Topological entanglement properties of disconnected partitions in the Su-Schrieffer-Heeger model

TL;DR

This paper investigates the disconnected entanglement entropy in the Su-Schrieffer-Heeger model, demonstrating its role as a topological invariant that distinguishes trivial and non-trivial phases, even under disorder and dynamical evolution.

Contribution

It introduces and analyzes the disconnected entanglement entropy as a topological invariant in the SSH model, including its behavior at phase transitions and under quantum quenches.

Findings

$S^D$ is quantized to 0 or 2 log(2) in trivial and topological phases.

$S^D$ remains quantized under symmetry-preserving disorder.

$S^D$ exhibits critical scaling at phase transitions.

Abstract

We study the disconnected entanglement entropy, $S^D$, of the Su-Schrieffer-Heeger model. $S^D$ is a combination of both connected and disconnected bipartite entanglement entropies that removes all area and volume law contributions, and is thus only sensitive to the non-local entanglement stored within the ground state manifold. Using analytical and numerical computations, we show that $S^D$ behaves as a topological invariant, i.e., it is quantized to either $0$ or $2 \log (2)$ in the topologically trivial and non-trivial phases, respectively. These results also hold in the presence of symmetry-preserving disorder.
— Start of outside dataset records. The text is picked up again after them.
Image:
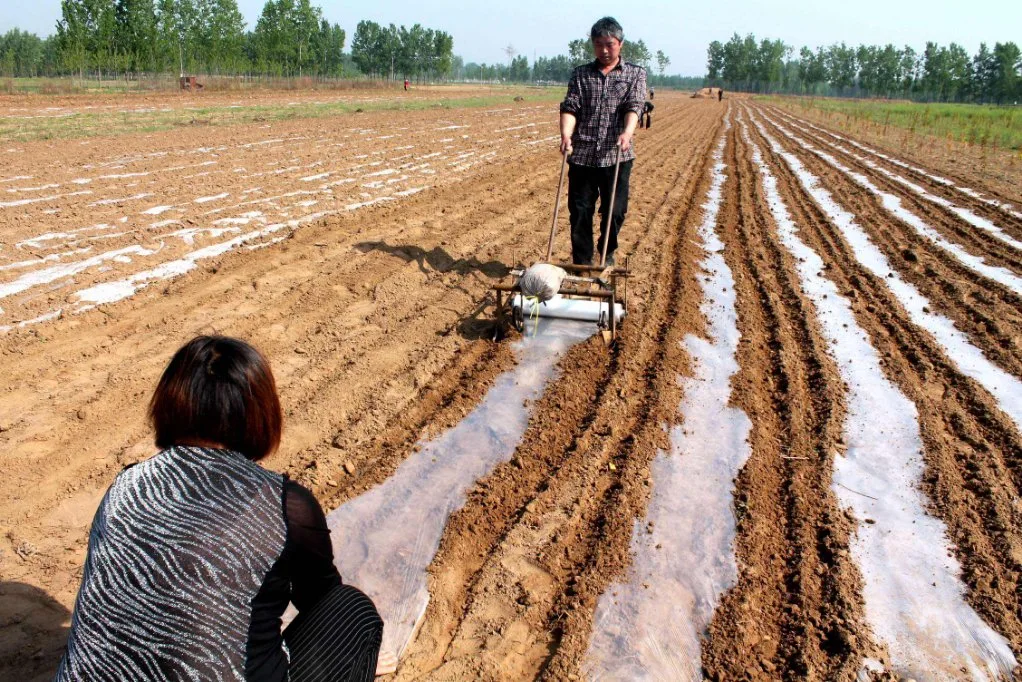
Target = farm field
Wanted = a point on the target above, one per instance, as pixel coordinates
(801, 460)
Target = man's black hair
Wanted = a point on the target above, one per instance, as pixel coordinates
(608, 26)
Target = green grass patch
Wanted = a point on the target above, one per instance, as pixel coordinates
(986, 126)
(90, 124)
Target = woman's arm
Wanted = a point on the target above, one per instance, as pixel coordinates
(310, 552)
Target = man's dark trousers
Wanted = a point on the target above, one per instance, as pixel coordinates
(586, 183)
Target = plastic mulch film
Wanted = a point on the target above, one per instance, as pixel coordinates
(384, 540)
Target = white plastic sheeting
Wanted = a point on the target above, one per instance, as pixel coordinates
(384, 540)
(649, 628)
(915, 599)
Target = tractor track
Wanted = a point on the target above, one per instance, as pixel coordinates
(971, 449)
(1002, 216)
(987, 311)
(951, 226)
(795, 607)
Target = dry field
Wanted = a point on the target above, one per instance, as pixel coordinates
(802, 460)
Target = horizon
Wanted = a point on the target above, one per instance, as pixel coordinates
(797, 24)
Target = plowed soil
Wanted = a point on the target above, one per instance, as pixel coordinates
(365, 279)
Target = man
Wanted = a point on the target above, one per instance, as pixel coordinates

At the second-order phase transition separating the two phases, $S^D$ displays a system-size scaling behavior akin to those of conventional order parameters, that allows us to compute entanglement critical exponents. To corroborate the topological origin of the quantized values of $S^D$, we show how the latter remain quantized after applying unitary time evolution in the form of a quantum quench, a characteristic feature of topological invariants.